«Ведро незабудок» и другие рассказы | страница 45
— А вы, церковные, уже и не верите, что человек может бескорыстно захотеть помочь пожилым женщинам. При чем здесь слава Божия? Я, может быть, бомж. И о Боге вообще не думаю. И какая слава для Бога от того, что я занесу в храм коробки?
— А вот такая. Всякое доброе движение сердца говорит о том, что Бог в вас живет. Это его Ангел подвинул вас на доброе дело. А мера делания разная. Одни за Бога душу кладут — идут на мучения и смерть. Другие делают незаметные добрые дела. Но они в очах Божиих дорогого стоят.
Старушка посмотрела на Льва Алексеевича ласково. Он хотел было продолжить рассуждения о ненужности высокопарного слога, когда речь идет о простых вещах, но, поглядев на доброе лицо старушки, расхотел ей перечить. Он улыбнулся и сказал: «Вас бы, бабуля, на наше партийное собрание, поговорить о добрых делах».
— На собрание ваше я не пойду, а вот вам надо бы с нашим батюшкой поговорить.
— Собрание уже не наше. Выгнали меня из партии, а с батюшкой говорить мне не о чем.
В этот момент старушки как-то разом охнули и семеня поспешили ко входу. Навстречу им шел пожилой священник. Старушки одна за другой сделали земной поклон и сложили ладошки лодочкой одна на другую.
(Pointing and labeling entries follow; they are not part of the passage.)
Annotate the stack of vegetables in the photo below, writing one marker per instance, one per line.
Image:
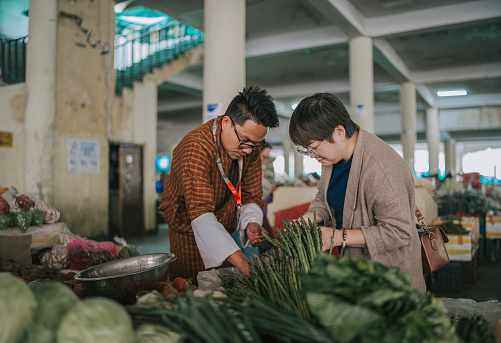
(297, 294)
(52, 313)
(26, 216)
(276, 276)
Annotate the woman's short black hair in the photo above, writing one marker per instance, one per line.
(253, 103)
(316, 117)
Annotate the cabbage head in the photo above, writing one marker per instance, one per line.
(17, 306)
(96, 320)
(151, 333)
(54, 300)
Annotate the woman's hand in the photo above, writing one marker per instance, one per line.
(239, 260)
(254, 234)
(327, 233)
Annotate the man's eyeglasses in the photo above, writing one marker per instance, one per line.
(311, 153)
(242, 145)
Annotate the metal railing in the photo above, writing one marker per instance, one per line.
(13, 60)
(139, 52)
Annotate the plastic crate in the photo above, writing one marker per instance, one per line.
(469, 270)
(447, 279)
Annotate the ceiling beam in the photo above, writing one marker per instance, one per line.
(343, 14)
(432, 18)
(387, 58)
(471, 100)
(296, 40)
(472, 72)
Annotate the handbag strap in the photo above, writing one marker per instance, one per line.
(425, 228)
(421, 222)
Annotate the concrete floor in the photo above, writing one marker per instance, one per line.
(487, 285)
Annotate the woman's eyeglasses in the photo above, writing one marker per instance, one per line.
(312, 153)
(242, 145)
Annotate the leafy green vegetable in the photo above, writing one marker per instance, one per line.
(17, 305)
(473, 329)
(37, 217)
(5, 221)
(22, 220)
(150, 333)
(96, 320)
(54, 300)
(359, 300)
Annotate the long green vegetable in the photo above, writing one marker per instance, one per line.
(276, 276)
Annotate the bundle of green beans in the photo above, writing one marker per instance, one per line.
(276, 276)
(302, 240)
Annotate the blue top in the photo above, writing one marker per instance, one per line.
(337, 190)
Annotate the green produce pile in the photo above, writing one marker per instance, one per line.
(52, 313)
(473, 329)
(350, 300)
(358, 300)
(275, 276)
(22, 220)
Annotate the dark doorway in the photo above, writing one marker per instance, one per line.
(126, 190)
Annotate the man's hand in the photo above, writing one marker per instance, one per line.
(327, 233)
(239, 260)
(254, 234)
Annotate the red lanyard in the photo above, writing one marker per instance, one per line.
(238, 195)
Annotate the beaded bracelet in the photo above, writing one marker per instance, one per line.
(344, 238)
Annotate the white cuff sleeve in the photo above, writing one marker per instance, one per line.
(250, 213)
(213, 241)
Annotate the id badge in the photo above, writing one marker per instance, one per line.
(239, 210)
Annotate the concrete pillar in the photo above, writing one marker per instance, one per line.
(288, 146)
(41, 99)
(450, 157)
(224, 58)
(362, 82)
(433, 138)
(298, 164)
(408, 109)
(459, 158)
(145, 132)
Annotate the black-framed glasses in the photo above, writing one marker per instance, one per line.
(242, 145)
(307, 152)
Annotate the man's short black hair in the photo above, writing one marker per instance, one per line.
(253, 103)
(316, 117)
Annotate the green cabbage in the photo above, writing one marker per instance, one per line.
(17, 305)
(54, 300)
(150, 333)
(96, 320)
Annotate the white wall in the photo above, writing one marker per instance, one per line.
(13, 100)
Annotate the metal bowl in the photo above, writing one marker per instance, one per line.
(123, 279)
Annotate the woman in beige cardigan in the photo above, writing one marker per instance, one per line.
(366, 188)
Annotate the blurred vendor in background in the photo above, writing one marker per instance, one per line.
(215, 187)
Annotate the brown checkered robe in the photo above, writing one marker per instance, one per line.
(195, 186)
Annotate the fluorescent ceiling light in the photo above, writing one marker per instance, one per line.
(458, 92)
(143, 20)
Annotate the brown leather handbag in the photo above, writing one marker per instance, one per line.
(433, 252)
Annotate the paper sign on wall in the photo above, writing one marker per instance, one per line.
(83, 156)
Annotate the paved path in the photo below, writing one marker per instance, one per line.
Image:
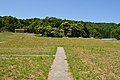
(59, 69)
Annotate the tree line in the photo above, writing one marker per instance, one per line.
(56, 27)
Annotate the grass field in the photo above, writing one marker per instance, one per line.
(24, 67)
(88, 59)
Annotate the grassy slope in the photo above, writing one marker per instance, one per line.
(24, 68)
(94, 59)
(89, 59)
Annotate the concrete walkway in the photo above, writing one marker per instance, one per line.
(59, 69)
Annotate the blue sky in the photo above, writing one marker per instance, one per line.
(86, 10)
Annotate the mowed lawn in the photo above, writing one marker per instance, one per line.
(88, 59)
(24, 67)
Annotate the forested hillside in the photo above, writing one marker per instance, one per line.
(56, 27)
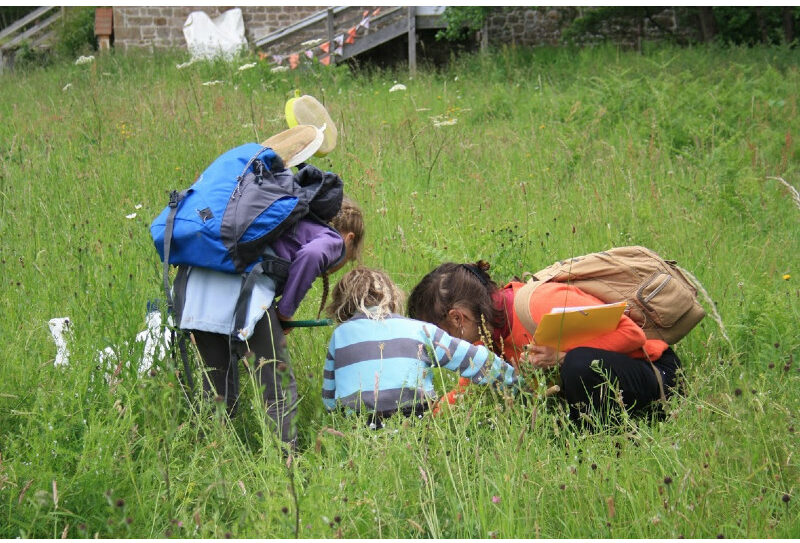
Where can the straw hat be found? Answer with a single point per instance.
(307, 110)
(296, 144)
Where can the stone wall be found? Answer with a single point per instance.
(531, 26)
(154, 27)
(162, 27)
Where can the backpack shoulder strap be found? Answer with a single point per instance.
(522, 304)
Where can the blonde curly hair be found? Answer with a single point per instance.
(365, 290)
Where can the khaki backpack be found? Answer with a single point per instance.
(660, 298)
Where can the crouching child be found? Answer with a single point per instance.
(380, 362)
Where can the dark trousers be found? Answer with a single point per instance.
(591, 378)
(271, 365)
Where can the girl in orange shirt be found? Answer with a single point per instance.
(460, 297)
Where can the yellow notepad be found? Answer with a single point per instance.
(570, 325)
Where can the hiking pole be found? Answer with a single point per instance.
(306, 323)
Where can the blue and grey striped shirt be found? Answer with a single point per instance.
(384, 365)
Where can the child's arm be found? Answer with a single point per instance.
(329, 380)
(311, 260)
(474, 362)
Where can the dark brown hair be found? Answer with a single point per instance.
(349, 220)
(450, 285)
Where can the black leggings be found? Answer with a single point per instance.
(587, 372)
(268, 342)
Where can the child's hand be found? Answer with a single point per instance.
(283, 319)
(542, 356)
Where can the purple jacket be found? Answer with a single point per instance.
(312, 249)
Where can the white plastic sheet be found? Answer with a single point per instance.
(221, 36)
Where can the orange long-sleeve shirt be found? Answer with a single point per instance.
(628, 338)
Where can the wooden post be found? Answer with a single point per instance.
(412, 40)
(103, 27)
(331, 45)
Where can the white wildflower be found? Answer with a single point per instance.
(446, 122)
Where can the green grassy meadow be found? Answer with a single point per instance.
(539, 155)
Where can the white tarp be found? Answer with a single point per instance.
(220, 36)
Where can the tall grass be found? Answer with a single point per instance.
(553, 153)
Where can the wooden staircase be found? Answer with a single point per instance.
(36, 28)
(342, 32)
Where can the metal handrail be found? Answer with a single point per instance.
(16, 25)
(299, 25)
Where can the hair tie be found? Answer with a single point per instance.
(470, 268)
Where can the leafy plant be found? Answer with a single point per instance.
(463, 19)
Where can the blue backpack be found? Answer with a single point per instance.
(228, 218)
(239, 205)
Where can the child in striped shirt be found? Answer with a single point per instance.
(380, 362)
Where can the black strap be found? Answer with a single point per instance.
(175, 198)
(273, 266)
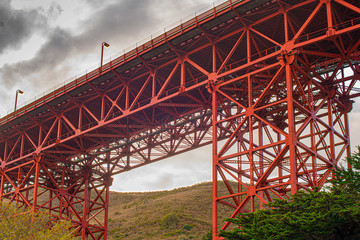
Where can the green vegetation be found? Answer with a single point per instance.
(15, 225)
(183, 213)
(330, 214)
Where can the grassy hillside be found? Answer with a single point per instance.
(183, 213)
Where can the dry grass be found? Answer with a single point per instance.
(183, 213)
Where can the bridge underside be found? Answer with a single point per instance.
(268, 83)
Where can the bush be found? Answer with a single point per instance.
(36, 226)
(170, 220)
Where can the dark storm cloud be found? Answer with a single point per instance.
(53, 52)
(121, 23)
(17, 25)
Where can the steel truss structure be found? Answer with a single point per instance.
(268, 83)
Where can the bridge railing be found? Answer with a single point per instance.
(147, 43)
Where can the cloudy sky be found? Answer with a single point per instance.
(44, 43)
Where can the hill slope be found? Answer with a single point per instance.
(183, 213)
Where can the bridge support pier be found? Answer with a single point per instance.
(286, 135)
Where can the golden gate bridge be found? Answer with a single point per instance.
(268, 83)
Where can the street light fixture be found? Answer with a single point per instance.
(17, 92)
(104, 44)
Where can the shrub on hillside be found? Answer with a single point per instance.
(36, 226)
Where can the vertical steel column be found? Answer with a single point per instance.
(214, 163)
(291, 138)
(37, 159)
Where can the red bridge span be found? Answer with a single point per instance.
(268, 83)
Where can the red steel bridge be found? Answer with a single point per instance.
(269, 83)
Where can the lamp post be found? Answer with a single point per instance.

Батюшка перекрестил их, кладя руку в сложенные ладошки. Старушки поцеловали благословляющую руку и повернулись в сторону Льва Алексеевича, делая ему малопонятные знаки. Он подошел к священнику, поздоровался и замер, не зная, что делать.
— А благословение почему не берете? — спросил священник, хитро посмотрев на незнакомца. — Звать-то как?
Лев Алексеевич представился. Батюшка взял левой рукой обе его руки и медленно перекрестил, проговорив: «Во имя Отца, и Сына, и Святаго Духа!» Сначала он коснулся лба, потом живота и поочередно правого и левого плеча. Потом он положил правую руку на голову Льва Алексеевича и, слегка сдавив ее, произнес: «Вразуми, Господи, раба Твоего Льва, помози ему и спаси его!»
Лев Алексеевич хотел было пошутить насчет удержания его рук: дескать, нет нужды меня так крепко держать, не сбегу. Но вдруг почувствовал какую-то тяжесть в языке. Язык, что называется, не ворочался, словно отказывался проговорить возникшую в уме шутку. И тело как-то обмякло, да и в голове как-то затуманилось, будто стал проваливаться в сон.
Старушки что-то щебетали про его добровольную помощь. Подошла еще одна женщина из церковной лавки с какими-то бумагами. Батюшка что-то отвечал ей, не выпуская правой руки гостя из своей левой, а правой подписывал принесенные ему бумаги. А потом повел его, держа за руку, как маленького, через церковный двор. Они долго пили чай и беседовали. Лев Алексеевич рассказал ему о своей жизни, о том, что произошло после его демарша, о том, что его даже в грузчики теперь не берут, о проблемах с женой. Ей пришлось написать в обком заявление о том, что она не разделяет политические взгляды мужа, — иначе бы их выселили из коттеджа. Он не может простить ей ее невольного предательства, а она горюет из-за того, что он «из-за своего длинного языка и психованного характера» потерял работу. Теперь старые друзья обходят их стороной. А он в семье не находит понимания и поддержки. Батюшка слушал его внимательно, иногда задавая вопросы. Потом предложил ему уехать хотя бы на время из города. Предложил поработать у своего брата-священника на восстановлении храма.